Bones cracked. Skin split. My jaw dislocated mid-growl as my body tore itself into a new shape.
Claws pushed through fingertips. My spine arched, stretched, lengthened.
In one heartbeat I was Rhea.
In the next—I was the wolf.
Fur bristled across my back. My eyes saw red. My muscles coiled like steel cords. Rage poured through every nerve, sharp and scorching.
The creature was mid-leap, claws outstretched. It had been expecting a girl.
It got something else.
I slammed into it full-force, all teeth and fury. We crashed through the brush, tangled together, howling.
It shrieked. Not a scream—something worse. Like metal warping. Like glass under pressure. Like a thing that had never been hurt before suddenly bleeding.
Its flesh gave way under my bite, but not like skin. More like old leather soaked in something sour. I spat it out, gagging even as I lunged again.
It raked a claw down my side—too fast to block.
I snarled. The pain only made Nyx louder in my skull.
Harder, she barked. Rip it open. It's not real. It's not natural.
I darted right, then sprang left, jaws snapping toward its throat. But it was learning. It twisted under me, flipping into a low crouch.
I saw its eyes then—dozens of them, black and endless, spiraling down the side of its face like a whirlpool.
It smiled.
Again.
That same wrong stretch of lipless, knowing flesh.

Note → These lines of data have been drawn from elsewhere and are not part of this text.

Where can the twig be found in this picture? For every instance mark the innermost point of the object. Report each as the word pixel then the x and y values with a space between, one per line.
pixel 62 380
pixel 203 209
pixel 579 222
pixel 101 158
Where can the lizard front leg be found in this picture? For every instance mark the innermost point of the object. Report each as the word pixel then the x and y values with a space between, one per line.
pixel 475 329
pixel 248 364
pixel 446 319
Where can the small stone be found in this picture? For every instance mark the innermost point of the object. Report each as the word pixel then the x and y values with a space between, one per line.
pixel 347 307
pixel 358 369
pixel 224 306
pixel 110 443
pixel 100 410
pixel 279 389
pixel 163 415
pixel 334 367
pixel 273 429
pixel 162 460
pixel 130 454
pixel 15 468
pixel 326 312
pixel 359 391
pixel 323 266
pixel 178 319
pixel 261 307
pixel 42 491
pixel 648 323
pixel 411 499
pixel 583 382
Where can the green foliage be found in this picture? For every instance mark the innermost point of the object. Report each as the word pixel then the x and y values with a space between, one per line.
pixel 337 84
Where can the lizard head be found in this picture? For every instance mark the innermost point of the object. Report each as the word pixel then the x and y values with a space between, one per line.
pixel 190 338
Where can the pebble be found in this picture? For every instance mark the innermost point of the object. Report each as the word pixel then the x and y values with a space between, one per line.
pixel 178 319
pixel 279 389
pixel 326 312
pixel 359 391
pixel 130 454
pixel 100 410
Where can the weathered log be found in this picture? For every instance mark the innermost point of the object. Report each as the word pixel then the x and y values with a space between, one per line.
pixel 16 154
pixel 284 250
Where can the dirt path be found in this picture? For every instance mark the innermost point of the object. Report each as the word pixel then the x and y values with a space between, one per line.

Stop smiling, I thought savagely.
But then—it vanished.
Not ran.
Vanished.
One blink and it was simply… gone.
I froze, every hair along my spine standing on end. My paws sunk into wet earth as I twisted, sniffing, searching.
No scent.
No sound.
The forest had gone still again.
Nyx growled in my head.
It's toying with us. That thing doesn't hunt. It plays.
I stood there, panting, blood trickling from my ribs and shoulder. The shift itched. My skin tugged in all the wrong places. But I didn't change back.
Not while I was being watched.
Because I was being watched. I could feel it. The weight of unseen eyes. The quiet calculation behind them.
This wasn't over.
Not even close.
But it was hiding—for now.
Waiting.
Maybe regrouping.
Maybe planning.
I backed away from the boulder slowly, keeping my ears flat and my nose in the air. If I shifted back too early, I'd lose the advantage. If I waited too long, I'd bleed out.
But I wasn't leaving yet.
Not until I knew if Kol and the others were still alive.
I turned back toward the wreckage, padding low through the underbrush.
My paws left dark prints in the soft soil.
And the smell of my own blood led the way.